Две недели театр был на гастролях, две недели Николай Константинович играл в приволжских городах роль Голубкова, сына профессора-идеалиста из Петербурга. Спектакль имел безусловный успех, собирал щедрую прессу и густые аплодисменты. Особенно хорош был Хлудов. Актер создавал образ крупный, трагический, правда — с перебором театральности, а временами, когда Хлудову является повешенный им солдат, — прямо копировал шаляпинского Бориса…
— Искренний человек, а? Ну, ваше счастье, господин Корзухин! Пушной товар! Вон!
— Умоляю вас допросить нас! Я докажу, что она его жена!
— Взять обоих, допросить!
— Забирай в Севастополь.
— Вы же интеллигентные люди!.. Я докажу!.. — молил страшного Хлудова Николай Константинович и, вдруг поглядев на актера с зоркостью, на которую способны близорукие, когда предмет у них перед самыми глазами, увидел и его старческие впадины за ушами и под нижней челюстью, увидел остатки седых волос, торчащие из-под черного, в косой пробор парика, увидел начавшее ссыхаться лицо, тусклость зрачков и подумал: «Да ведь прототипу Хлудова было в то время всего тридцать четыре года…»
Ночами Николай Константинович лежал без сна в хорошем номере старой губернской гостиницы, думал о том, как тихо было здесь когда-то: процокает редкая лошадка или простучат сапоги запоздавшего мастерового. А теперь до утра не стихал натужный рев самосвалов, сплошной лентой текущих туда, за Волгу, где в сказочных, помнящих разинские походы местах строился самый большой в Европе комбинат химии. Николай Константинович вставал, плотно притворял окна, опять ложился на узкую жесткую постель, прижимался щекой к плоской подушке. Но калорифер мгновенно наполнял комнату таким банным жаром, что пот теплыми слезами стекал с лица и даже набитая пером подушка начинала издавать острый запах куриного бульона.
Вернувшись в Москву, предвкушая отдых и покойный, в своей постели сон, Николай Константинович встретил на площадке соседа-писателя с неизменным эрдельтерьером на тугом поводке.
— Ну, как? Изучали жизнь, а теперь приехали у нас хлеб отбивать? Писать романы? — с легкой косоротостью от торчащей пустой трубки сказал тот.
— Нет, я раздумал, — просто ответил Николай Константинович.

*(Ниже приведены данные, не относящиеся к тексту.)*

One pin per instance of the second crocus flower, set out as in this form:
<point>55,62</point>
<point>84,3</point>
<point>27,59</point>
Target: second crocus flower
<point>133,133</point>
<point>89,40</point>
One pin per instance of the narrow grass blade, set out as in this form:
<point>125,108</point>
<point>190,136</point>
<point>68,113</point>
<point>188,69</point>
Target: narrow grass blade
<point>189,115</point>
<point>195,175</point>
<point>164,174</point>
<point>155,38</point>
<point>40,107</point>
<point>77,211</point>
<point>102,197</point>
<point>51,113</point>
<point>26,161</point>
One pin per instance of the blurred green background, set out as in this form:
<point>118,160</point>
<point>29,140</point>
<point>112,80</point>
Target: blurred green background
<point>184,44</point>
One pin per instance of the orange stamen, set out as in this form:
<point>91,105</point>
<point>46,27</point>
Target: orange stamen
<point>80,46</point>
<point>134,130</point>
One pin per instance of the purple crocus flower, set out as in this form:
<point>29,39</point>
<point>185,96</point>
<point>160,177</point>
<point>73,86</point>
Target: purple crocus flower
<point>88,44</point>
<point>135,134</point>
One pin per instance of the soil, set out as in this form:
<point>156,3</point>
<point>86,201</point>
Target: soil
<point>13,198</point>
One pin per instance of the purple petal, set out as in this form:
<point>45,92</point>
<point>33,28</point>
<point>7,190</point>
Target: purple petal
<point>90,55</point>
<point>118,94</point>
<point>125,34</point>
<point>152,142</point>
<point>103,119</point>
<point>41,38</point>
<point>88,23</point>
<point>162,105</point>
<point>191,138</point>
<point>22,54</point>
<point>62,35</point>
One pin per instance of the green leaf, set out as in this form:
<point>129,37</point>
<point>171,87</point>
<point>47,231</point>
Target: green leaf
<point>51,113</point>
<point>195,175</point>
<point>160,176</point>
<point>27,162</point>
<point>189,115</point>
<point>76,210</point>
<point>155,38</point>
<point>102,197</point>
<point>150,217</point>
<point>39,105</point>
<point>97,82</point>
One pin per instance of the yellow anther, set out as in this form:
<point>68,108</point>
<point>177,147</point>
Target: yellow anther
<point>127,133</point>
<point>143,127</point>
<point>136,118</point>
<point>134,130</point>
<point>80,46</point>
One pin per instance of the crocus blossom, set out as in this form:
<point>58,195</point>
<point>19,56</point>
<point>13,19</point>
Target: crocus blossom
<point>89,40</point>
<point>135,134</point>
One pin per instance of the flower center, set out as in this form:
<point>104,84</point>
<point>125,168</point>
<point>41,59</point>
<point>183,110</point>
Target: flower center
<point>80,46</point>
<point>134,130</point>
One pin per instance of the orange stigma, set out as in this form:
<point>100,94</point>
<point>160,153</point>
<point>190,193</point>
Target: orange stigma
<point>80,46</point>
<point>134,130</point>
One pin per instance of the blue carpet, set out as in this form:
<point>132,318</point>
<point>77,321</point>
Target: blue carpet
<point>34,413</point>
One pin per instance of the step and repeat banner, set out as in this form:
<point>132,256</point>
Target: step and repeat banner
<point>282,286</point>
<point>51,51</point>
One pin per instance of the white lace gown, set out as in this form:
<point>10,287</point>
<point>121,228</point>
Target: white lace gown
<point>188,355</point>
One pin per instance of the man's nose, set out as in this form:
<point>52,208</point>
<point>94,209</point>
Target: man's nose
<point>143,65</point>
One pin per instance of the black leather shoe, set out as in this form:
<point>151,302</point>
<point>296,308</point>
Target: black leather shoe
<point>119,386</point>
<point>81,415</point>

Торжествуя, сосед стал катать трубку во рту, ища окончательный ответ, чтобы афоризмом закрепить свое превосходство, но тут раздался сухой треск. Злобный эрдельтерьер, нетерпеливо дергавший хозяина за штанину, ловким закройщицким приемом отхватил по шву полбрючины, открыв лиловую писательскую голяжку.
— О-о-о!.. — только и донеслось до Николая Константиновича. И, подхватившись, сосед кинулся к своей двери, а эрдельтерьер, распираемый малой нуждой, помчался вниз.
Как это расхожая литература и дурацкие стертые слова могут передать состояние влюбленности — бездумной, юношеской, невинной!
Николай шел с Запятой широкой аллеей ВДНХ, стараясь будто бы ненароком прикоснуться к ней, к ее легкому платьицу, плотно облегавшему девичье тело, и в то же время не переставал любоваться своими новыми, сверкающими шоколадным лаком чешскими туфлями.
— Опять шнурок развязался, — блаженно улыбался он и опускался на колено. — Шелковые… Вот и скользят…
— А ты их послюни… — так же улыбаясь, отвечала Запятая.
То, что они говорили друг другу было пусто для третьего и исполнено для них самих величайшего смысла.
— Ты работать пошла или учишься? — спрашивал Николай.
— Поступила в педучилище… Очень детей люблю… — улыбалась Запятая и сбоку косящими серыми глазами, не мигая, глядела на него.
Они прошли мимо золоченых, помпезных павильонов, мимо веселого зеленого стадиона, где по кругу водили тяжелых мохноногих першеронов, миновали белую узбекскую чайхану в облаке шашлычной гари, пруд, усеянный разноцветными лодками, и оказались в пустынном, почти девственном лесу останкинского имения Шереметевых.
— Я слышала, что у Веры ученый брат, — тихо рассказывала Запятая. — О чем-то умном пишет, декламирует стихи, получил премию на конкурсе чтецов… Думала, очень гордый… А ты — простуша… такая лапушка… — Она быстро погладила его по щеке, коснувшись очков.
Николай ощутил, что Запятая знает что-то такое, чего не знает он, взял ее маленькую крепкую ручку в свою и повел к скамейке, над которой шелестел, закрывая небо, древний годами, верно, видавший еще господ Шереметевых дуб.
Нечто таинственное и прекрасное — Николай чувствовал это — ожидало его.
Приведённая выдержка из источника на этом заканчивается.